On the occasions where they viewed a commercial or cartoon premise that I found to be objectionable to feminism, I spoke to them about my dislike of it and what I thought was an enlightened alternative stance, and they seemed to get it.
In my mind, I’d done all the right things. I’d shielded them from “princess culture”. I was encouraging strong, thinking girls and was fostering their creativity without getting too mired down in being strict, allowing them to dress up in girly-girl dresses occasionally, and play with dolls, thinking that one didn’t need to resort to dressing them like tiny Gertrude Steins in order to maintain our life of bohemian-intellectual-liberalism.
And then Violet kept asking to wear “fancy dresses”.
And then she asked for a “Disney Princess” lunchbox.
And then she told me she wanted to be a “fairy princess” for Halloween.
And both girls started having major fits about everything they wore.

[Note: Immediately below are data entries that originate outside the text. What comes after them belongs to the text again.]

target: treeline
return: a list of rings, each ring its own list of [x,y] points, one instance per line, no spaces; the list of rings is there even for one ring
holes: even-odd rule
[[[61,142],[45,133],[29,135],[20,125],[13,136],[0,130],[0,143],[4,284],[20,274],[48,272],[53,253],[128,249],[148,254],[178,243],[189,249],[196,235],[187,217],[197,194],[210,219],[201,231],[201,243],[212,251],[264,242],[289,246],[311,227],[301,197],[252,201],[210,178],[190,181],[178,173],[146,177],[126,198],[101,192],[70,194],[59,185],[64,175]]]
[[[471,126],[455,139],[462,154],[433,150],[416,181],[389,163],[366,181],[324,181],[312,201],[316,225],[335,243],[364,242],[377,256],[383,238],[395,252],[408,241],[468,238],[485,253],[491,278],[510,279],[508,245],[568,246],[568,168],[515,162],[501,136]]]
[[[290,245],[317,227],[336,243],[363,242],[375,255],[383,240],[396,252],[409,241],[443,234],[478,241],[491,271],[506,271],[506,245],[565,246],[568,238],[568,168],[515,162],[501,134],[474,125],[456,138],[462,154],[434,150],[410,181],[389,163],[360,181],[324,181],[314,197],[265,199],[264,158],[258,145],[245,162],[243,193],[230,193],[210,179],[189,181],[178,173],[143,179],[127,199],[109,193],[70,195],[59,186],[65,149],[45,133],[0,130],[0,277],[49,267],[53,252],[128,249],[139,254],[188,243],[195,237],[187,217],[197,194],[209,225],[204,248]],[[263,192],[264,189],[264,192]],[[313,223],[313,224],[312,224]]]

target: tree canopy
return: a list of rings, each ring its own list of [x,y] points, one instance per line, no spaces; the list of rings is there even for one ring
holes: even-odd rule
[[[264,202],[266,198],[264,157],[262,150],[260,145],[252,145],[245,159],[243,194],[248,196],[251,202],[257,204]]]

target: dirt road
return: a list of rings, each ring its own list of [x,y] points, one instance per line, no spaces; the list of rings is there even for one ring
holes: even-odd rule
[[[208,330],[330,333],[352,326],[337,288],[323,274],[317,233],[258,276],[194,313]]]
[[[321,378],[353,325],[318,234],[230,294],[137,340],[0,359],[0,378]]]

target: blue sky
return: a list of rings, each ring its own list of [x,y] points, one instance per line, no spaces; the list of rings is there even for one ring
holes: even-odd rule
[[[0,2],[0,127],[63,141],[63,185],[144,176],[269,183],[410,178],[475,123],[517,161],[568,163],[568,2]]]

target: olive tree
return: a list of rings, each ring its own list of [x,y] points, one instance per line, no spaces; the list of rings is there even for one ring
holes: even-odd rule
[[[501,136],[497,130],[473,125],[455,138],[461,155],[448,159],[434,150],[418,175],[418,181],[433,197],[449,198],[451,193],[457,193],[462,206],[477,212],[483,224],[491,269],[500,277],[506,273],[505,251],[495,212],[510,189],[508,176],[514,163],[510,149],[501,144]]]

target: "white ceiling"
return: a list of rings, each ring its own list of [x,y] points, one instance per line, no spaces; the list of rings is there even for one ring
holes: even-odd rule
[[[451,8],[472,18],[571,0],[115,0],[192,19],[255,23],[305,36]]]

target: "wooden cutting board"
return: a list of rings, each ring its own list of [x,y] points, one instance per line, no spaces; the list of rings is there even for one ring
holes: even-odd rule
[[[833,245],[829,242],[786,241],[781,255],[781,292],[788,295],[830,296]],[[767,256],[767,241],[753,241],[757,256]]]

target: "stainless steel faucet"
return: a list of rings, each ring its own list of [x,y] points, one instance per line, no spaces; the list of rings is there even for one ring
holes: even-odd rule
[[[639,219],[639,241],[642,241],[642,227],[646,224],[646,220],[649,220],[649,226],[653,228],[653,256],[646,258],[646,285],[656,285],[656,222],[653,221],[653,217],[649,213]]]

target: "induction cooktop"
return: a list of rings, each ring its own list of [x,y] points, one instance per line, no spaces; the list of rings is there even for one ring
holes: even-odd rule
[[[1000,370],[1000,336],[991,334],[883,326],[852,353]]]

It’s taking me an hour to and hour-and-a half to get them dressed in the morning these days, accounting for pink, fluffy dresses being in the wash, shoes being unacceptable from moment to moment, sweaters not being worn despite gale force winds outside and all of the accompanying tantrums that seem have blown in overnight.
They also started having the sartorial tastes of bag ladies gone off their meds.
I had just purchased an abundance of high-quality, fashion forward, pants-based clothing for them for Fall. And it was all rejected.
Case in point: Here’s an outfit that I bought for Violet:
Look! It’s girly even! Tap-inspired shoes with ribbon bows! Pink faux riding crop pants! A girlish take on the classic tuxedo print shirt! What’s not to like???!!!!
She insisted on wearing the following get-up.
Quel hideous. Neon green dress with ink-stain. Check. Orange knee-high socks paired with hiking shoes. Check.
And look at Hazel! She’s wearing the “if I can’t wear this second hand thing from my great-grandmother every single day for the rest of my life I will scream and spit and hit you for hours” dress. She’s also paired it with too-large rain boots on a hot day.
I did the right thing. I put away the tuxedo shirt and the tap-inspired shoes, and let them look like the crazy people they are; children who have a right not to be governed by the fashion police, children who deserve to stain their clothes with ink, children who deserve to feel good in their clothing.
And then I immediately tried to convert their choices in Halloween costumes.
“Don’t you want to be this walrus?” I said pointing to the catalog. “You could say ‘Coo Coo Kachoo!!!!?’
“Don’t you want to wear the Max in the Wolf Costume costume?!!! Look!!! It even has a crown! You could order the Wild Rumpus to begin!!!”
“I want to be a strawberry-girl.”
Fine. I give up. Gag me with a lollipop.
So I indulged and bought a photo of Alfred Lothar Wegener, the explorer, geophysicist and meteorologist who advanced the theory of Continental Drift, which led to the acceptance of Plate Tectonics. It will go in our adventure-themed media room and stare down at them every time they dare to ask to watch “Sofia the First”.
This was a man who knew how to create an ensemble.